Em um discurso feito em março, Putin chamou grupos independentes e políticos da oposição de "traidores nacionais" e uma "quinta coluna" trabalhando para desestabilizar o país.

O maior julgamento político da Rússia, contra os manifestantes da Praça Bolotnaya, continuou. Em dezembro de 2013, quatro dos acusados foram soltos com base em uma anistia federal. Entre fevereiro e agosto de 2014, 13 foram condenados a penas de até quatro anos e meio de prisão por perturbação da ordem pública em massa, violência contra a polícia e a organização de protestos.
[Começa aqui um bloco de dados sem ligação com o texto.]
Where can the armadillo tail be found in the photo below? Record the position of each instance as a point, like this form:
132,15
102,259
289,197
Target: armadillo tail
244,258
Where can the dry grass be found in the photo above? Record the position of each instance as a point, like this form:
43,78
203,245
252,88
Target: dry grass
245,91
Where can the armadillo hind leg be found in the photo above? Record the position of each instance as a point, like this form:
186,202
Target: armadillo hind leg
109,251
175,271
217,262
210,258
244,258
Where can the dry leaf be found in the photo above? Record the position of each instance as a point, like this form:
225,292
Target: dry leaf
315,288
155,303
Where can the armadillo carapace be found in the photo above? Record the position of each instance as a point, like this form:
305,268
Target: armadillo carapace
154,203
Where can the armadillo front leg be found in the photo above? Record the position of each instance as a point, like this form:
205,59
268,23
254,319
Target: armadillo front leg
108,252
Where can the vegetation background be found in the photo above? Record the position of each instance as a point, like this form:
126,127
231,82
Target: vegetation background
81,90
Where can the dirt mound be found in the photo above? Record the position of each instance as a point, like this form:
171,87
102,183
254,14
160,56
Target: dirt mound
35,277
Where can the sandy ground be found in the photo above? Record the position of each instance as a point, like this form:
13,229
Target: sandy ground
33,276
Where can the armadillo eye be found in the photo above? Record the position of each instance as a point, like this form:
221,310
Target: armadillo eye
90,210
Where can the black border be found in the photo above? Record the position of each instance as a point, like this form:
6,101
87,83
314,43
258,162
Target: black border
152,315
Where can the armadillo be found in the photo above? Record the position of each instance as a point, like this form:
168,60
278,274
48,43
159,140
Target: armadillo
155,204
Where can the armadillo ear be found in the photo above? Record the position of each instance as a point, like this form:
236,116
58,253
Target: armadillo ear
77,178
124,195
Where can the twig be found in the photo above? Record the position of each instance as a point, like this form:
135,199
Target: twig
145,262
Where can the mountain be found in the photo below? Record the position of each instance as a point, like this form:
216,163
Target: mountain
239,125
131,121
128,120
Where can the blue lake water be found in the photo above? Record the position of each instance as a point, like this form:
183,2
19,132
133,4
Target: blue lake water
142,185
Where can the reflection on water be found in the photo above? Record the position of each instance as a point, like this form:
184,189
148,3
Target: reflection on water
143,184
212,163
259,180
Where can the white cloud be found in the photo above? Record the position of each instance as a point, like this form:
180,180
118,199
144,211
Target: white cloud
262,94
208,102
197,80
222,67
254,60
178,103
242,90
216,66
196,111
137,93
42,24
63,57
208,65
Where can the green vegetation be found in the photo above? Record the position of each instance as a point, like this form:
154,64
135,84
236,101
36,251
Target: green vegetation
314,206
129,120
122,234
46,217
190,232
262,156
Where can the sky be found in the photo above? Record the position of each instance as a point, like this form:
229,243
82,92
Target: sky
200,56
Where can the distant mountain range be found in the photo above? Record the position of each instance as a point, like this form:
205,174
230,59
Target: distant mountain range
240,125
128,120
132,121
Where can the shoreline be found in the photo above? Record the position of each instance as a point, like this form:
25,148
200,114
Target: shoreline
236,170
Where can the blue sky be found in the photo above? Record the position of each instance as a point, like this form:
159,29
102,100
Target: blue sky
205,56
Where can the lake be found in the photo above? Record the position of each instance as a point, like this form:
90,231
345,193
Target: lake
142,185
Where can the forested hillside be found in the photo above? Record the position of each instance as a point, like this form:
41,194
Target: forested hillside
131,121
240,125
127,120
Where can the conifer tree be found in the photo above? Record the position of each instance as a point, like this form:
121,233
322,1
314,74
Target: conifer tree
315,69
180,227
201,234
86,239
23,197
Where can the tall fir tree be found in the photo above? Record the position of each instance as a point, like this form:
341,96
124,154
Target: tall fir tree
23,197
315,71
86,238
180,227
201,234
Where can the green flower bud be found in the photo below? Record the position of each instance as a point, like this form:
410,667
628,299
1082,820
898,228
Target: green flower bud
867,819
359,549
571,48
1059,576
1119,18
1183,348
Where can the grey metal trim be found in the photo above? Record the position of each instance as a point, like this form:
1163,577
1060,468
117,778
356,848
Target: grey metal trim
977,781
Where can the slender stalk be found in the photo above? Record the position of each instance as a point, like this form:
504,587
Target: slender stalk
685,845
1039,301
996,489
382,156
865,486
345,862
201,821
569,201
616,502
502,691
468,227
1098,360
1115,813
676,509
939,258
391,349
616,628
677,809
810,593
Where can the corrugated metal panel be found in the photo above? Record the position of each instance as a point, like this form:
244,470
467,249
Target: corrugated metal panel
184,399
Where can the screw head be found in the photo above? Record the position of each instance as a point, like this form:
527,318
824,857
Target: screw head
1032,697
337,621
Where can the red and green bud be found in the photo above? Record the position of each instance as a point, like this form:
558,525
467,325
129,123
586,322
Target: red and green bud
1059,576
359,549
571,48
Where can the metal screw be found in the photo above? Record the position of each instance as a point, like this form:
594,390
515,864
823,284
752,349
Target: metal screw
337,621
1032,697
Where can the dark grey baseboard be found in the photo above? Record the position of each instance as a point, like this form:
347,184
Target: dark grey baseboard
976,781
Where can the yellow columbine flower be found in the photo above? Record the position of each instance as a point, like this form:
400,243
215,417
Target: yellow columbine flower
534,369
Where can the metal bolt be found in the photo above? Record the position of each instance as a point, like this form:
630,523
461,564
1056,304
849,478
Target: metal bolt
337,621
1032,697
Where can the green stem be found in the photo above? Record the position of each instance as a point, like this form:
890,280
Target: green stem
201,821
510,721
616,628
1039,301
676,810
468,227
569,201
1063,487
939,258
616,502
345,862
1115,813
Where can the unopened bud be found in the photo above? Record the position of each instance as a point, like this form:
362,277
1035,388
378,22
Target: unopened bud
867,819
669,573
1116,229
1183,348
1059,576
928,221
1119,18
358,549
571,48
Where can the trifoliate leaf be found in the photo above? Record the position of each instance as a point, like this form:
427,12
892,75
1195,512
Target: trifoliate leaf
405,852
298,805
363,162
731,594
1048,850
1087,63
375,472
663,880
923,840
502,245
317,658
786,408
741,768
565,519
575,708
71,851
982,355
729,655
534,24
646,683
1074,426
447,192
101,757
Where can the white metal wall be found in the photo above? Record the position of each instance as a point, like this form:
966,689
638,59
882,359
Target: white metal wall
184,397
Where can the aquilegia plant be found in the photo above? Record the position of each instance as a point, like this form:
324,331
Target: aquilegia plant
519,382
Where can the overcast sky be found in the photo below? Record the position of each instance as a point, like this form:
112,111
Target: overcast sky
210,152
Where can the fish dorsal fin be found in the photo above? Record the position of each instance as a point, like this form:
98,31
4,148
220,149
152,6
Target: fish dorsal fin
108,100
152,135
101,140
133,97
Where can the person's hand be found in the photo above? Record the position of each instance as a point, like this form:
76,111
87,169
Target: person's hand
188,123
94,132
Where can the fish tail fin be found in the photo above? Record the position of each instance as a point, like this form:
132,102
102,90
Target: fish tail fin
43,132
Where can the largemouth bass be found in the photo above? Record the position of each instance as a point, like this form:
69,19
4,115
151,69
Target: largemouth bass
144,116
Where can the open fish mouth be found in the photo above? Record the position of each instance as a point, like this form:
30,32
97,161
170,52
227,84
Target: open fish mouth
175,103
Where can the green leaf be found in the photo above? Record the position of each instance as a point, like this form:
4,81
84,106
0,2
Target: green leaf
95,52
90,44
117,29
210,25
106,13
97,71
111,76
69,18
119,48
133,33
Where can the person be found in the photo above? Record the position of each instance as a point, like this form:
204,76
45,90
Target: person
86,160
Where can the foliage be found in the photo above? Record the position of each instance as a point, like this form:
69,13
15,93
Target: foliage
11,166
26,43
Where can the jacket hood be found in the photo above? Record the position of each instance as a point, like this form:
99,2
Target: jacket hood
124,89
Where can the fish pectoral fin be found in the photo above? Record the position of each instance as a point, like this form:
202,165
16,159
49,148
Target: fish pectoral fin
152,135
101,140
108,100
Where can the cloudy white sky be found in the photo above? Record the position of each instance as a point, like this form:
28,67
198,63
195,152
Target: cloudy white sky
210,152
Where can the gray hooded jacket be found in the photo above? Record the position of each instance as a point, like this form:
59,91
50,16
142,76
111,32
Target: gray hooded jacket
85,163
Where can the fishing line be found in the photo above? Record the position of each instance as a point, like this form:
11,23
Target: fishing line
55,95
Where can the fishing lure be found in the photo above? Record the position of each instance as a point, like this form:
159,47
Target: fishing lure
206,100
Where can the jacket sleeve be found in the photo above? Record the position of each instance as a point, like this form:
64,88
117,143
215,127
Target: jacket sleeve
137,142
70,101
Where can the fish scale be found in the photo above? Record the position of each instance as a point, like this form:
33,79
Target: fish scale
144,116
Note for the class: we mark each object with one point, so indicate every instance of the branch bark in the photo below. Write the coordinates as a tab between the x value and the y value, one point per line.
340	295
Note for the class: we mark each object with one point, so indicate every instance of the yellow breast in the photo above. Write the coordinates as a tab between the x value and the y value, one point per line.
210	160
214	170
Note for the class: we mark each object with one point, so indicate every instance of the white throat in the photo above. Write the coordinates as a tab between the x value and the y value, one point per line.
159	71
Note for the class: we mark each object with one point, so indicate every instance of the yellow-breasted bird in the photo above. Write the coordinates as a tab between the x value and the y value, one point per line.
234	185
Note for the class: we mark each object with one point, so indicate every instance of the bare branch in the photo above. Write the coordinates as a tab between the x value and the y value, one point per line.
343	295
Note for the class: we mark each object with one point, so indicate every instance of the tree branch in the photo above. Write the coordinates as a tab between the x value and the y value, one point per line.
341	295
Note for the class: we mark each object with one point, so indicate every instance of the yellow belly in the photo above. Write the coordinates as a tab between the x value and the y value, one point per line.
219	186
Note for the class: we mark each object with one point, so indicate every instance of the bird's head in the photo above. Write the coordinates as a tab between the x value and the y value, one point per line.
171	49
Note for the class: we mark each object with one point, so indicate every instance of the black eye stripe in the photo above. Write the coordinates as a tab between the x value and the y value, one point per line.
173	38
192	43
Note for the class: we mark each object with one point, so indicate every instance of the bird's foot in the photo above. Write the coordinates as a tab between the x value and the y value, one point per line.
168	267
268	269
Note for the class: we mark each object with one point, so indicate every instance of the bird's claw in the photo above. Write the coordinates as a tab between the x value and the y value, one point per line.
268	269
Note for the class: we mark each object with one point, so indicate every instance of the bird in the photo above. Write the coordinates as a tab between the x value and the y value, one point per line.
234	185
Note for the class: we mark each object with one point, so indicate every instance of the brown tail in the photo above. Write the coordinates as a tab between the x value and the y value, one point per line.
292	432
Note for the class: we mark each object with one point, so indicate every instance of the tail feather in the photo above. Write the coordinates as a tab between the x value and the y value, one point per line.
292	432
Em junho, um tribunal libertou Mikhail Kosenko, um manifestante de Bolotnaya condenado em 2013, para tratamento psiquiátrico forçado.

Em fevereiro, criminosos desconhecidos tentaram incendiar a casa de Igor Sazhin, um proeminente defensor dos direitos humanos na região de Komi. As autoridades não investigaram o caso. Também em fevereiro, a polícia em Voronezh prendeu Roman Khabarov, um ex-policial e defensor dos direitos humanos, por acusações forjadas de associação a um grupo criminoso organizado que operava uma rede de pontos de apostas ilegais na região. Seu julgamento foi agendado para começar no final de 2014.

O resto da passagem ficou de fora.